Жизнь впереди - [35]
Как будто величественнейшая из песен звучала в классе — песнь с торжественным рефреном, вдохновляющим миллионы людей, песнь с мощными, как удары молота, повторами, нагнетающими в самое сердце мужество, правду и честь.
Алеша, конечно, не мог бы отыскать определений для чувств, с такой силой охвативших его. Что означала собою волна, внезапным холодком пронизавшая ему спину? Откуда вдруг дохнуло ему точно ветром в затылок и ощутимо тронуло корни волос? И почему грудь сама собой раздалась, расширилась, набирая побольше воздуха, чтобы с еще большей силой, чем все прежние заповеди, прозвучала эта:
— «.. товарищ Ленин неустанно говорил нам о необходимости добровольного союза народов нашей страны, о необходимости братского их сотрудничества в рамках Союза Республик…»
Алеша, дожидаясь, перевел взгляд на учительницу, и та, отбивая рукой в воздухе ритм, подхватила:
— «Клянемся тебе, товарищ Ленин, что мы выполним с честью и эту твою заповедь!»

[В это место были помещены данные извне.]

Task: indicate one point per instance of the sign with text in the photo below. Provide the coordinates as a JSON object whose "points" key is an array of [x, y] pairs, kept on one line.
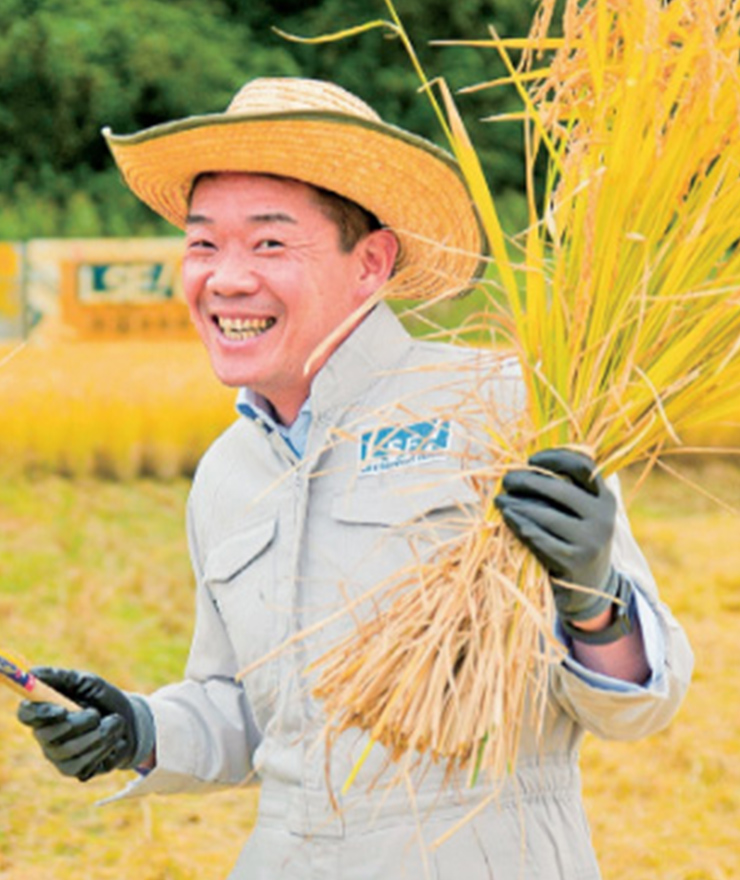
{"points": [[125, 288]]}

Толя Скворцов давно уже поддался общему настроению. Правда, память о двойке по-прежнему точила сердце, но уже не мешала мысли оживленно работать, связывать далекое прошлое с настоящим и будущим. Даже к последнему субботнему вечеру со всеми его домашними вспышками, к этим частным, никому не ведомым подробностям из его собственной маленькой жизни, ощутимо протянулась в воображении живительная, кровеносная связь от сталинских слов…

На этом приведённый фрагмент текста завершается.